Souza foi eleito no pleito deste ano com 5.156 votos ou 42,85%. A decisão foi tomada na Representação Eleitoral proposta pelo Ministério Público Eleitoral (MPE) contra Souza, Pereira e a Coligação "Responsabilidade e Progresso". O MPE acusou os políticos de suposta captação ilícita de votos por distribuição gratuita de 12 mil mastros e bandeiras políticas e pelo suposto transporte irregular de eleitores.

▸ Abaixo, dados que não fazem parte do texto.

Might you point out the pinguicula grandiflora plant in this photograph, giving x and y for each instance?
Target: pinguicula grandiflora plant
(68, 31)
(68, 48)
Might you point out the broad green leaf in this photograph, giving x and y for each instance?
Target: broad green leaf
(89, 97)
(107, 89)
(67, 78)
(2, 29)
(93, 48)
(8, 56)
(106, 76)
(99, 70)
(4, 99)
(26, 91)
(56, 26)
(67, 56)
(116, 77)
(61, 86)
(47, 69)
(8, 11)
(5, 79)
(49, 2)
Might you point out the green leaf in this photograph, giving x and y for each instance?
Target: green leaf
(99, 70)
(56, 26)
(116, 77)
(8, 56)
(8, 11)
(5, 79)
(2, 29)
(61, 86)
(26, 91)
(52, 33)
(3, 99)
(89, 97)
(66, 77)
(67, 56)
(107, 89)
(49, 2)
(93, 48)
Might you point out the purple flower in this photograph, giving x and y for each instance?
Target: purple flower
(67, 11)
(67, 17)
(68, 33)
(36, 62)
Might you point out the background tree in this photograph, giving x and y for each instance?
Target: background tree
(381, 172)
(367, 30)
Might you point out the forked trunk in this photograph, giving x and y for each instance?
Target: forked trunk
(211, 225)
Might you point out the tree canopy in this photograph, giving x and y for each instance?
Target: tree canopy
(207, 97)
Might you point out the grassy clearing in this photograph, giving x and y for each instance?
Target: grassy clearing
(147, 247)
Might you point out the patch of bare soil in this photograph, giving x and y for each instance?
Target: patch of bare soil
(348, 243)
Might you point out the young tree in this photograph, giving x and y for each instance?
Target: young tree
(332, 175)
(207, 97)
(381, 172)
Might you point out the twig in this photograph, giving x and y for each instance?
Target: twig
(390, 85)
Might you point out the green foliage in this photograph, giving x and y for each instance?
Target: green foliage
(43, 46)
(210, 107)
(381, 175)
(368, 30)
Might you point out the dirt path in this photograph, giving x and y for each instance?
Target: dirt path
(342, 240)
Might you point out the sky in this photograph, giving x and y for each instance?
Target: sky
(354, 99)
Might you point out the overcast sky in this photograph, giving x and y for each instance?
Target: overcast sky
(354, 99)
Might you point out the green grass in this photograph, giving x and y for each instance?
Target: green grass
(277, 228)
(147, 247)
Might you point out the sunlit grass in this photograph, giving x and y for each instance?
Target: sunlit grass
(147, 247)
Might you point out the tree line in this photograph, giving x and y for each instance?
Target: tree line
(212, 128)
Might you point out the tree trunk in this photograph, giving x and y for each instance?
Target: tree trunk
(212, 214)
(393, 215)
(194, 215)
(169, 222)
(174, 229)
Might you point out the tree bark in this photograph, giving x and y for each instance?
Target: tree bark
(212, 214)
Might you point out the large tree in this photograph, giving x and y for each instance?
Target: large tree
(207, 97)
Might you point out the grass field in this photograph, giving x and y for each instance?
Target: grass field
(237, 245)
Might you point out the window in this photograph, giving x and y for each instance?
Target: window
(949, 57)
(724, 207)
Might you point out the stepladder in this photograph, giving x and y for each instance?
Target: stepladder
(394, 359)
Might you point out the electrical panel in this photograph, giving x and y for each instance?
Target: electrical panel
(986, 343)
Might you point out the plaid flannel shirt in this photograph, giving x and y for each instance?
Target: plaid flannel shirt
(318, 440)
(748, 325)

A defesa dos políticos requereu a improcedência da representação, negando a prática do ilícito. O juiz Levine Artiaga salientou o entendimento do TRE-GO de que a doação de bandeiras na forma de brindes poderia caracterizar a captação ilícita de votos. Ele obsevou que existe a prova da doação de bandeiras e mastros de bambu para pelo menos 12 mil eleitores, a título de brindes, com o fim de obter os votos em favor dos candidatos representados.

Artiaga ressaltou que as bandeiras, em alguns casos, significaram grande benefício para a população mais humilde. "Tamanha miséria do povo, que até as bandeiras são utilizadas como forro e até lençol para os mais necessitados", afirmou o juiz.

Sobre o transporte irregular de eleitores por meio de um veículo Kombi para trazer pessoas da zona rural para comícios e carreatas, no qual o pagamento era realizado em dinheiro, o juiz explicou que está evidente a conduta nos autos em pelo menos duas oportunidades.

Artiaga destacou que as testemunhas apresentadas pela defesa são pessoas vinculadas diretamente, empregados do candidato Wander Souza. "Certamente suspeitas em face ao vínculo empregatício e a dependência econômica", frisou.

O juiz também observou que Souza é o maior empregador da região e com patrimônio declarado no Imposto de Renda Pessoa Física de mais de R$ 40 milhões, o que demonstra o poder econômico exercido na população de Acreúna.